Per quanto speciale, come lo stesso Marx
aveva chiarito, il lavoro, in questo tipo di società, è, a tutti gli
effetti, una merce, di consumo e di scambio. Se allora per qualsiasi
altra merce il valore d’uso consiste nella sua capacità di soddisfare
determinati fabbisogni, nel caso della forza-lavoro tale fabbisogno può
essere identificato anche con la domanda di manodopera. Pensiamo, in
rapporto al concetto di lavoro come merce, alle modificazioni che sono
intervenute negli ultimi anni nel mercato del lavoro. L’esempio più
calzante a tal proposito sono i casi di “somministrazione di lavoro” da
parte di agenzie interinale. La somministrazione di manodopera permette
ad un soggetto definito “utilizzatore” di rivolgersi ad un altro
soggetto appositamente autorizzato che costituisce il “somministratore”,
per utilizzare il lavoro di personale non assunto direttamente, ma
dipendente del “somministratore”. In questa fattispecie c’è una vera e
propria sublimazione del concetto di reificazione del lavoro, che viene
ad essere assimilato ad un qualsiasi altro oggetto.
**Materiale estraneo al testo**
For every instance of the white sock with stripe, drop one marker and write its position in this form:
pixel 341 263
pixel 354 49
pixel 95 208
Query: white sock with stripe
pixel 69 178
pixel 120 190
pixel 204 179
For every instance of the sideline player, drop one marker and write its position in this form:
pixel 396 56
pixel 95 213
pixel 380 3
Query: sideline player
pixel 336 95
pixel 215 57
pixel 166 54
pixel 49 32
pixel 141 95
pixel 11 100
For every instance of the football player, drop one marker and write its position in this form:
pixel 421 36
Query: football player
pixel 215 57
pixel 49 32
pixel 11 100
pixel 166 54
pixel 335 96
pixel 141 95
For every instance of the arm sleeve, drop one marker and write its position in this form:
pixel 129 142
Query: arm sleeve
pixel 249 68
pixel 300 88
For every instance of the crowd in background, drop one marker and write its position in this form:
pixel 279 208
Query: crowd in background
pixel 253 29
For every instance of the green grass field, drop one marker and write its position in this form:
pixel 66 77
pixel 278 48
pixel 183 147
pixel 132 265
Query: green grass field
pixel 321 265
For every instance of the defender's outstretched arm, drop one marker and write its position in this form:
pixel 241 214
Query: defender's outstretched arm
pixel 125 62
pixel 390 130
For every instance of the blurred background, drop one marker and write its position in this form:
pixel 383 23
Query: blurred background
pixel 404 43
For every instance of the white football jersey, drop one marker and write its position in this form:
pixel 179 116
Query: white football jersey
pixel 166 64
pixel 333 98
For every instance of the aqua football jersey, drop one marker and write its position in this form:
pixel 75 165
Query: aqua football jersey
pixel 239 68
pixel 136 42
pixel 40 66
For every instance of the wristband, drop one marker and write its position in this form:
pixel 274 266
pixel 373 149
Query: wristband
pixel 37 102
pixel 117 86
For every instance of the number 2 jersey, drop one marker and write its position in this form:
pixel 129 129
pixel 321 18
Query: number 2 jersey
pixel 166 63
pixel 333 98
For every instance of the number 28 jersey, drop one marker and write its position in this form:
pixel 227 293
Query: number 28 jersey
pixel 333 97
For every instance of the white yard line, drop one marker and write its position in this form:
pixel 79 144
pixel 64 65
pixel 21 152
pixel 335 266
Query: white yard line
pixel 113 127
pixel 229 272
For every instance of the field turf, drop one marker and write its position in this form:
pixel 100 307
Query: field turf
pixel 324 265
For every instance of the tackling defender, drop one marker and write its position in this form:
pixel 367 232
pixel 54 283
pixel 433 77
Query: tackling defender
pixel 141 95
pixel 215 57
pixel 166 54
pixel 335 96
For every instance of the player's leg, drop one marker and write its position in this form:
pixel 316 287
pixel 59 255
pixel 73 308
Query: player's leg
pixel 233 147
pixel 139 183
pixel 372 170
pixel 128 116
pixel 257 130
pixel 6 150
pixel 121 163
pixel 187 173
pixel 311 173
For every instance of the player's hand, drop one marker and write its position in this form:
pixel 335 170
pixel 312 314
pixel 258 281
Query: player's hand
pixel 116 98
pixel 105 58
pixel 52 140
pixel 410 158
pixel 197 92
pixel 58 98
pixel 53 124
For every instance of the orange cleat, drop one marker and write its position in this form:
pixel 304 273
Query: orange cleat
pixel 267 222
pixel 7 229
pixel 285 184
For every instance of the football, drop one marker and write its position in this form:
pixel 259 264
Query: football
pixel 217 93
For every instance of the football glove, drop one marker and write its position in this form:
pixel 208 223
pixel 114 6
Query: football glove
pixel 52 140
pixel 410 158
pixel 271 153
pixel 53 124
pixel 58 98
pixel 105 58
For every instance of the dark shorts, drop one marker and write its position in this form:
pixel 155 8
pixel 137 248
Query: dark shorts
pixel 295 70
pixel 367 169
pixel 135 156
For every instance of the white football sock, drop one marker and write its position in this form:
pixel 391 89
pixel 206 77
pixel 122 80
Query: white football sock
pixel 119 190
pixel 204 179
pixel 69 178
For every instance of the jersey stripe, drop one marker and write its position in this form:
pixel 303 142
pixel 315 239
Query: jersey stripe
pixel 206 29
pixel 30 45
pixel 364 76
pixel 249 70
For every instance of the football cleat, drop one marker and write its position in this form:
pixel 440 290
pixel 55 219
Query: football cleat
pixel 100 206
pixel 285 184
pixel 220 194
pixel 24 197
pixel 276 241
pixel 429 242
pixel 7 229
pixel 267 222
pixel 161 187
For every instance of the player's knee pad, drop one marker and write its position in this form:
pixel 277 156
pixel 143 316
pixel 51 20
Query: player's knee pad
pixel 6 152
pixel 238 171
I fenomeni che ho prima richiamato,
tipici dell’attuale fase di sviluppo delle economie capitalistiche
mature, sono alla base, come dicevo più indietro, di una sostanziale
riduzione del valore d’uso, o, se si vuole, del grado di
indispensabilità del lavoro, inteso sia in senso assoluto come tempo
necessario nei cicli produttivi, sia in senso relativo come offerta di
lavoro sul mercato.
La riduzione dell’utilità assoluta e
relativa del lavoro ha, com’è facile immaginare, una ricaduta negativa
sul corrispondente valore di scambio dello stesso, sul suo prezzo di
mercato, che chiamiamo salario. Ma anche sul suo valore sociale, con
pregiudizi, per fare il primo esempio che mi viene in mente, dei livelli
di sicurezza nei luoghi di lavoro.
La conseguenza pratica di questo stato
di cose è, in primo luogo, un aumento dei livelli di sfruttamento e di
dipendenza del lavoratore dal potere dell’impresa. Secondariamente la
contrazione dei salari e, nel caso della delocalizzazione extranazionale
della produzione, il depauperamento delle economie interne.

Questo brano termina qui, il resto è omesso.